8) Her “başarılı” terör eyleminde “içerden yardım” ihtimali
vardır. Bu konuda özellikle başka terör örgütlerinin o ülkenin güvenlik
birimleri içerisine sızdırmış olabileceği “uyuyan ”unsurlarının eylemi yapan
terör örgütüne yardımcı olabileceği konusu iyi analiz edilmelidir.




9) Ağır saldırı altındaki ülkelerde özellikle iç güvenliği
sağlayan polis kuvvetlerinin zamanla yıpranması ve görevlerini yapamaz hale
gelmesi mümkündür. Bu sebeple saldırı tehdidi altındaki mekanların korumasını
üstlenmiş özel güvenlik birimlerinin eğitim ve kalitelerinin arttırılması
polisin üzerindeki yükün alınması konusunda büyük önem taşımaktadır.

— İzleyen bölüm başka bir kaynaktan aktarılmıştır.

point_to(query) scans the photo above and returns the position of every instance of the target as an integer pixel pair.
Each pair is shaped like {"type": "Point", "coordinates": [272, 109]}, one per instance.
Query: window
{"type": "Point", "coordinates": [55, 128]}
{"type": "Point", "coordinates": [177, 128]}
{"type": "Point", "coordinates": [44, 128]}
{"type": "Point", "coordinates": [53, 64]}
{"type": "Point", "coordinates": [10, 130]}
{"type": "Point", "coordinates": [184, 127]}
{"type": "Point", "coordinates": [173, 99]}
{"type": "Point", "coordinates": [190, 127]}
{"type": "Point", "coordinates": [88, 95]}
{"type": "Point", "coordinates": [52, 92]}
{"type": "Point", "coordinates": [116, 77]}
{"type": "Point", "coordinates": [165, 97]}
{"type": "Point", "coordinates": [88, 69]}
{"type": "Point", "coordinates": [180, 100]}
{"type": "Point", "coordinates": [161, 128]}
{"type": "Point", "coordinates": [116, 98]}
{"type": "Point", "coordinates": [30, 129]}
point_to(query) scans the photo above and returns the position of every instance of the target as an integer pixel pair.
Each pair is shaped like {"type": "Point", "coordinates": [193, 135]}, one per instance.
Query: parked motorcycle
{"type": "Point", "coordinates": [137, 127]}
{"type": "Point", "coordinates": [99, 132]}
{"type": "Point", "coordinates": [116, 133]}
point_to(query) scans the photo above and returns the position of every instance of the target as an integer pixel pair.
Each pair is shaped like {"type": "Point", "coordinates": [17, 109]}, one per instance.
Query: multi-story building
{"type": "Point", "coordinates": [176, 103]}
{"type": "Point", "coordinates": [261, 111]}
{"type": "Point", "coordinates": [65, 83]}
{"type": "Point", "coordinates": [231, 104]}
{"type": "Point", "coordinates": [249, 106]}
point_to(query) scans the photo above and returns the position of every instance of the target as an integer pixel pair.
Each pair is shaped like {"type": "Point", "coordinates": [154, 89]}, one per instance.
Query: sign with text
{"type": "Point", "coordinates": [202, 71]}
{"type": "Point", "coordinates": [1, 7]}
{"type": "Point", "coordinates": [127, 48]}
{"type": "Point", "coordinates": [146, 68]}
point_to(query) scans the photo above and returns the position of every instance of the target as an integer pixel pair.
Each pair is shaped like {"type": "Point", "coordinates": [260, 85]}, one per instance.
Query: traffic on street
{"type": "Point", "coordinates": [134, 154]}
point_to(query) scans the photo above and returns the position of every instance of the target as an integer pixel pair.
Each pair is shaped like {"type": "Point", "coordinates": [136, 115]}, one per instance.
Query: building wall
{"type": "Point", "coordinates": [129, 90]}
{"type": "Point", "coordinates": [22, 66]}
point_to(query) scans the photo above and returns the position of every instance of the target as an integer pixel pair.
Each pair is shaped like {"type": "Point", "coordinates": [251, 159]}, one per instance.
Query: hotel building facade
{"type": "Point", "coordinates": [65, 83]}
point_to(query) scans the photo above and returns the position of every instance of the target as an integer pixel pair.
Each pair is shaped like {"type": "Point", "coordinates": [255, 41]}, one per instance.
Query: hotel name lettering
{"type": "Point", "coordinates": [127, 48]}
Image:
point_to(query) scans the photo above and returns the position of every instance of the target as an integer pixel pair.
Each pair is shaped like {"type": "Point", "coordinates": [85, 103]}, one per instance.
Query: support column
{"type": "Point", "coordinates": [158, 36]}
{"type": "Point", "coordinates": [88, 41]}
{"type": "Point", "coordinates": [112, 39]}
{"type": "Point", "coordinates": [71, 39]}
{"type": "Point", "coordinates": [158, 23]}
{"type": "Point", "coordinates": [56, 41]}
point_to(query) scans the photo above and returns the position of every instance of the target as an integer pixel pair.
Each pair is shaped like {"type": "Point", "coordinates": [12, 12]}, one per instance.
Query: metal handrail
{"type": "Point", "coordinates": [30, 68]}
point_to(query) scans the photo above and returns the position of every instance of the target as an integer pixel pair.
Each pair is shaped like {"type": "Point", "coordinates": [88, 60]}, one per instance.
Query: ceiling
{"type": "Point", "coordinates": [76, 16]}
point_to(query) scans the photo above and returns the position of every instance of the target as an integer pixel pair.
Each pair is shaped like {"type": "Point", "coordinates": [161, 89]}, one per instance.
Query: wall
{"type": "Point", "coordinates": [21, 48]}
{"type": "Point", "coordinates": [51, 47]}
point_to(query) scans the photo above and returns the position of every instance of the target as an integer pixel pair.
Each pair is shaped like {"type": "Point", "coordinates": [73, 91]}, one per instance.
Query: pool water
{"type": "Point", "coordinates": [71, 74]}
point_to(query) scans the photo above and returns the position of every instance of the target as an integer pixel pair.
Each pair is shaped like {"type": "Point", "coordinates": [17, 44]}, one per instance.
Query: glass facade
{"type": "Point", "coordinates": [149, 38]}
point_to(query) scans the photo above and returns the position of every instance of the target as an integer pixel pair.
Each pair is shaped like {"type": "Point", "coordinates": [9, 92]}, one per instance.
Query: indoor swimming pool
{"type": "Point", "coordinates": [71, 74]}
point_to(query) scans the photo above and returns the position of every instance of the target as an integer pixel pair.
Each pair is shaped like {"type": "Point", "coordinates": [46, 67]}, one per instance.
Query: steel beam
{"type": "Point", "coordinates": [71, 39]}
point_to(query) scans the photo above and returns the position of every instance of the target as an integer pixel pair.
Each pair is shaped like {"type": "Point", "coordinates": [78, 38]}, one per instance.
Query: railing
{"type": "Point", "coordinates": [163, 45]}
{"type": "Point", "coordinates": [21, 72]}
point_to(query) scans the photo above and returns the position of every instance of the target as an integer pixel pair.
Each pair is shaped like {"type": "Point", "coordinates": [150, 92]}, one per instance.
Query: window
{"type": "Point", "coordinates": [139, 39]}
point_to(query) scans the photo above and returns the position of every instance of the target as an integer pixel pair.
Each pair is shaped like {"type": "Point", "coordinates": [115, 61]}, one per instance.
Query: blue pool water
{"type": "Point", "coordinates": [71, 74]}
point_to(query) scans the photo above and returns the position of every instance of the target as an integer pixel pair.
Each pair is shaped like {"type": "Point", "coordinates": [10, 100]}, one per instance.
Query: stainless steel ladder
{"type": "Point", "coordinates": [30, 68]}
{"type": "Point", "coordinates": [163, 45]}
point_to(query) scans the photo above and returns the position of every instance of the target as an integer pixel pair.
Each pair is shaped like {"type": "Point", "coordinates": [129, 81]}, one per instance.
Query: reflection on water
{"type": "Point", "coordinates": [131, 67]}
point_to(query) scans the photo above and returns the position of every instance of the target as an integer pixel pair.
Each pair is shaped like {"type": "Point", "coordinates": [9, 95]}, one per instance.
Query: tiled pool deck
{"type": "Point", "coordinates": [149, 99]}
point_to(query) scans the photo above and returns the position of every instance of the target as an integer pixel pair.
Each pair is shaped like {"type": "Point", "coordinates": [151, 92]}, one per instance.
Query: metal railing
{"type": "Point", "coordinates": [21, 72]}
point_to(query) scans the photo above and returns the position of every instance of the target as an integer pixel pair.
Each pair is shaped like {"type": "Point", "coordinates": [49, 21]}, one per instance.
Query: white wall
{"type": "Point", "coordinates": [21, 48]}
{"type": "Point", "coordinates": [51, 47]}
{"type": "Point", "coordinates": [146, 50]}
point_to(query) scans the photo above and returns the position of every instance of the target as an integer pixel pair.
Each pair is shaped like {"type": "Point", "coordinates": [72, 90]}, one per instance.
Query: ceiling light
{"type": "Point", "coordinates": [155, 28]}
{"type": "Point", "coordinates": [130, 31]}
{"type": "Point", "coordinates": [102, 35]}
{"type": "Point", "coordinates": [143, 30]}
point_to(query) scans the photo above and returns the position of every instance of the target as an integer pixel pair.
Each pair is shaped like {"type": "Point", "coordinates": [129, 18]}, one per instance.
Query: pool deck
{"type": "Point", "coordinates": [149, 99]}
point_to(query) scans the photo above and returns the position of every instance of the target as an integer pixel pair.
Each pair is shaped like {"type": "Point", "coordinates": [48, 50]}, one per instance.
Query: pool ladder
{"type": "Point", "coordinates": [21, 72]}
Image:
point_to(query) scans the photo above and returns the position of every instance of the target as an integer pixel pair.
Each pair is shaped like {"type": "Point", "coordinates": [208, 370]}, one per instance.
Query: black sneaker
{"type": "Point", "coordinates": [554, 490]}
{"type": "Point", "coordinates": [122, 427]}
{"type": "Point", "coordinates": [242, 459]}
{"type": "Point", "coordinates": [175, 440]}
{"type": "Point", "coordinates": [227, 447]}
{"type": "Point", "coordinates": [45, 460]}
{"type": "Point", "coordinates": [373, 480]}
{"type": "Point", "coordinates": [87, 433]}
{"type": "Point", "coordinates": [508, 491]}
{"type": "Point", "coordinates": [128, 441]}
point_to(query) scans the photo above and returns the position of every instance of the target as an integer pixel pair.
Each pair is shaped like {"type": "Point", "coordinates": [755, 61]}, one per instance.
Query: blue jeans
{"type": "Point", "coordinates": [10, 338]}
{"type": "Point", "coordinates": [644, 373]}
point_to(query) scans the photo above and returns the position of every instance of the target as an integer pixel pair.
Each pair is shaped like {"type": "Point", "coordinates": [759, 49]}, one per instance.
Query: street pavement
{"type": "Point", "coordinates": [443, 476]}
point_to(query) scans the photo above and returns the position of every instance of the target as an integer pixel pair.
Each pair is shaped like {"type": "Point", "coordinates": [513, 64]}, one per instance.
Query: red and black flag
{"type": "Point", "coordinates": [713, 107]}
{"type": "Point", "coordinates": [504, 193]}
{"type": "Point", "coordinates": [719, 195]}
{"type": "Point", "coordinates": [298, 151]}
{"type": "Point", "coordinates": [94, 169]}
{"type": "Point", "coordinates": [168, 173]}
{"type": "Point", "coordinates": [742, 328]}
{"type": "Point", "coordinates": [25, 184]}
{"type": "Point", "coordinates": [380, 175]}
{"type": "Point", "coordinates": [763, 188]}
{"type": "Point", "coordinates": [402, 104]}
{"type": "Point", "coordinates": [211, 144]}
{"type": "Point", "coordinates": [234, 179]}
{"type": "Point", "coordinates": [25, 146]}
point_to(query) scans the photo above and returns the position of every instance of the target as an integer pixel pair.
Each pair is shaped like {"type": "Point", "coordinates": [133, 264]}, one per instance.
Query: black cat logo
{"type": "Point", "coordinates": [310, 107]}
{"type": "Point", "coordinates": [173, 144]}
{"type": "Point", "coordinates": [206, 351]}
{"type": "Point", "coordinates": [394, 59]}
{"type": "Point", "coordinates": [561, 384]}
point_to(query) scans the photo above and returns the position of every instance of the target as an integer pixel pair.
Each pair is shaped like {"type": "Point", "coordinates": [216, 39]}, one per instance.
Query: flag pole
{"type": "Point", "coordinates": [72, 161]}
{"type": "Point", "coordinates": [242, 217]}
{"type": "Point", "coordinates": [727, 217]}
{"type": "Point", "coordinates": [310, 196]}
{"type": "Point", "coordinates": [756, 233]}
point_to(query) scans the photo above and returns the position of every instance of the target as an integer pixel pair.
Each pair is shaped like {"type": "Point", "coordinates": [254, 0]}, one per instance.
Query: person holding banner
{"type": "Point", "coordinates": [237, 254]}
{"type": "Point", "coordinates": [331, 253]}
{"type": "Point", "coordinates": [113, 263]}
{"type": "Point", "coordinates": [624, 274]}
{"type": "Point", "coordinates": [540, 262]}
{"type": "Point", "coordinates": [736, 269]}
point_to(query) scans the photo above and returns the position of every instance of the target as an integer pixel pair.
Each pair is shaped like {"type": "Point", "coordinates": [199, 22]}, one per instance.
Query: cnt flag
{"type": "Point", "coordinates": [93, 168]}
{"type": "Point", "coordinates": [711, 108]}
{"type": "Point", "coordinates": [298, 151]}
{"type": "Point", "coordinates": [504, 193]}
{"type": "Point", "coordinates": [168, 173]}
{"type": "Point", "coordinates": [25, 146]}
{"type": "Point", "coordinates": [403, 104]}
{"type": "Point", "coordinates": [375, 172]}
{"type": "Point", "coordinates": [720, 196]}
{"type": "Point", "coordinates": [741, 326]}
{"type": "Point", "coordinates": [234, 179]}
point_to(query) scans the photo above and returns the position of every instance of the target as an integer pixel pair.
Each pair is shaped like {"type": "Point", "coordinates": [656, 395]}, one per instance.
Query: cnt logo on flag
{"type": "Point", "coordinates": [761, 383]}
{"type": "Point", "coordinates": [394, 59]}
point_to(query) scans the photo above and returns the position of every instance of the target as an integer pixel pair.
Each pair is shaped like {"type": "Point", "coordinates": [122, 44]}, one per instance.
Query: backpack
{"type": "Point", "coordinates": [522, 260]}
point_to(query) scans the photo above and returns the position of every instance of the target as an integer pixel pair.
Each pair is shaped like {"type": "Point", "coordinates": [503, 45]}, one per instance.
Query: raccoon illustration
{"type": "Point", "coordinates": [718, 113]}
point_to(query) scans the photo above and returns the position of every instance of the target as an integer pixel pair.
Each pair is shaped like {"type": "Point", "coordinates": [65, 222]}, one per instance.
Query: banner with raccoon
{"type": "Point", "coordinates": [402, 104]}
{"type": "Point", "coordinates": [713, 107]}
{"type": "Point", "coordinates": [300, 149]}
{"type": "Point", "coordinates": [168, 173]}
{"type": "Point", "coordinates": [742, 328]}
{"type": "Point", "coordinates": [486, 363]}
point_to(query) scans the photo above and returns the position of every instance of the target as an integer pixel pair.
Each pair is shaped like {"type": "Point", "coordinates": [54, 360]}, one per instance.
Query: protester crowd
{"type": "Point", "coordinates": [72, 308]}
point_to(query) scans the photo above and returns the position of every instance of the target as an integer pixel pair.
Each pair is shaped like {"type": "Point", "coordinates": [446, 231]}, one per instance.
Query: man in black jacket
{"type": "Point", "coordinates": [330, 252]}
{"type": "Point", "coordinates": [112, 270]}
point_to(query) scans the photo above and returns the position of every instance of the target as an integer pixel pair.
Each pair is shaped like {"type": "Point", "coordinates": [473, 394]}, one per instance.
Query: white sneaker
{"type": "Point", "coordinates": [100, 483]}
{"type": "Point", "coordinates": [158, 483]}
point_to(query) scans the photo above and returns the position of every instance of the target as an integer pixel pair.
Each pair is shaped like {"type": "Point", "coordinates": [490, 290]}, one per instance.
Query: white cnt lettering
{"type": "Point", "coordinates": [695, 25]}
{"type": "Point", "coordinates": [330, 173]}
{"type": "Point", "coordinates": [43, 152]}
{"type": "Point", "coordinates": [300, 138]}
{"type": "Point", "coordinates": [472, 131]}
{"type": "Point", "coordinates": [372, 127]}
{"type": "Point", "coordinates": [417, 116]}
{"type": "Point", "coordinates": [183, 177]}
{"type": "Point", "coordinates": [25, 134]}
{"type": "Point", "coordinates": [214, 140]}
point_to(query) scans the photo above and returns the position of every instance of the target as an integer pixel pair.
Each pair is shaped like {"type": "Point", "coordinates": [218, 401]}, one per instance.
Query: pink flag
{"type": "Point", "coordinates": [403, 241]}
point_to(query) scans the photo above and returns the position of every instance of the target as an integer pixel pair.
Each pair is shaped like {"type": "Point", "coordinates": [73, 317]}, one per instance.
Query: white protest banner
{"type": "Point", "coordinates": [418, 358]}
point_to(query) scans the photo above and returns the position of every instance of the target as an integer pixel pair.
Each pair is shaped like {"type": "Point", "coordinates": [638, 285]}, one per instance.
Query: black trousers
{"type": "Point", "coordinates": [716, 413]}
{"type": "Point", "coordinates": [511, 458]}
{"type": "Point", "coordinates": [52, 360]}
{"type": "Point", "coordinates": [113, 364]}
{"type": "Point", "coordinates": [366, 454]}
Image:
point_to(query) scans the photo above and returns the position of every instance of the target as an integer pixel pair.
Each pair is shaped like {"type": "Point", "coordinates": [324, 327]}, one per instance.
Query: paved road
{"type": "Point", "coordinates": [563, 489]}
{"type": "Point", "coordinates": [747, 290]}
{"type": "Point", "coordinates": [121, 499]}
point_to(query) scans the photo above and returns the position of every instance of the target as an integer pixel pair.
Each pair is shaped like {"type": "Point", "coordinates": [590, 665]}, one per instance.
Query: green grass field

10) Saldırının hedeflediği insanların kimlikleri de ayrıca
incelenmelidir. Bu insanların gelir durumları, ülke içindeki etkinlikleri,
belli bir ortak cemaate veya siyasi görüşe mensup olup olmadıkları konusuna
dikkat edilmelidir. Her terör eyleminde eylemin amacının bazen katliam
görüntüsü altında tek kişiye suikast olabilme ihtimali de vardır. Özellikle
hayatını kaybedenlerin kimlikleri ve bağlantıları çok detaylıca incelenmelidir.
Hele kurbanlar dış ülkelerden gelmiş ve oranın etkili ailelerine mensuplarsa bu
tür bağlantılara çok daha fazla dikkat edilmelidir.